By way of contrast, the South and East have few rail enhancements in prospect. And by far the largest, Crossrail 2, has now been put on ice. According to the NIC, its budget is already largely re-allocated elsewhere, so is not available to be added to the enhancement budget for the South and East in the way that HS2 and Northern Powerhouse Rail budgets were added in for the North and Midlands.
There are some – smaller – budget add-ons for the South and East and Wales. The East-West Rail project is one; completion of the Great Western Electrification project is another. These add up to an estimated £6 billion, making an overall total of £25 billion. The way these funds would lie across the regions of the South & East and Wales is set out in the table below:
The allocation to London and its adjoining regions is modest by the standards of the last 20 years, during which time the Overground, Thameslink and Crossrail have been built. These projects, working together, will give the capital and the wider South East a tremendous post-COVID connectivity boost. But, looking ahead, Transport for London is going to need to look for smaller-scale investments on its part of the national rail system.
Across the country as a whole, it is clear that decarbonising the transport sector will drive a need for large-scale rail electrification. Electrification falls under the rail enhancement investment budget headings considered here.

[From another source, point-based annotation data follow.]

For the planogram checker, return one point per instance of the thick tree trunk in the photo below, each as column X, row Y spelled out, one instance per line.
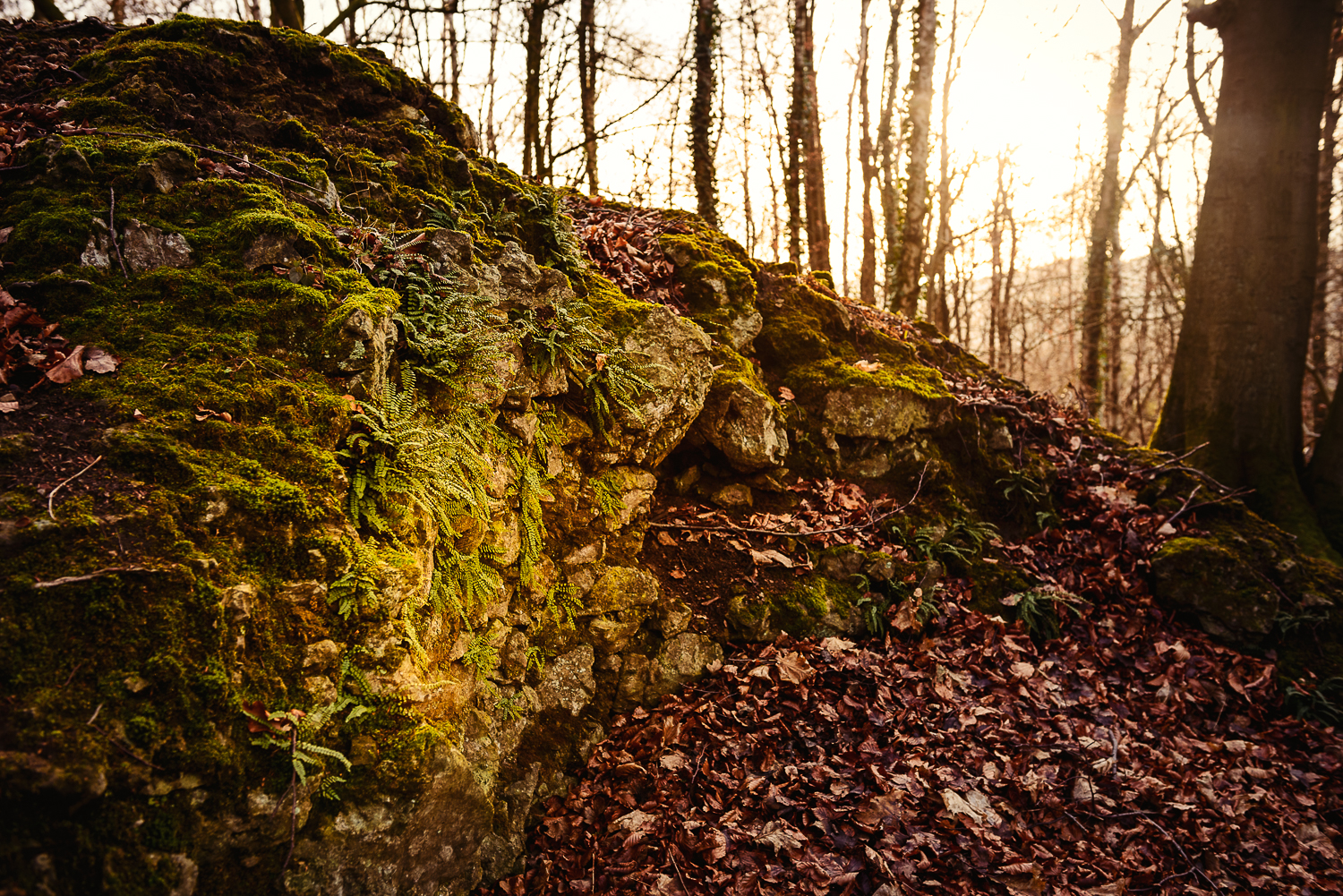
column 534, row 45
column 868, row 269
column 1237, row 375
column 937, row 311
column 916, row 196
column 886, row 137
column 813, row 160
column 287, row 13
column 587, row 88
column 1106, row 222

New lines such as HS2 can make major contributions on this score, reducing long-haul road and short-haul air traffic, but substantial parts of the existing national rail network remain to be electrified too. London and the South East is well-placed on this score. While there are a few gaps, the rail system here is very largely already electrified.
The same cannot be said for the Midlands and North, and nor can it be said for South West England and Wales. These places would merit an equivalent 25% budget uplift over the values shown in the table, just as the North and the Midlands deserve, to overcome the weaknesses of unimproved networks and reliance on diesel-powered trains. The government’s ‘levelling up’ agenda must have a Wales and West component, as well as Midlands and North.
The way forward
Great British Railways will set out a lon- term strategy for the railways, as set out in the recent Shapps-Williams Review. It will need to demonstrate how its investment choices reflect national policy and respond to local and regional priorities.
Greengauge 21 Director Jim Steer said: “The sub-national transport bodies in England should be given a formal advisory role in setting rail investment priorities and budgets.
“We hope this piece of work will help identify a path to budget-setting, followed by careful assessments of the economic, social and environmental benefits of rail enhancement, region by region.”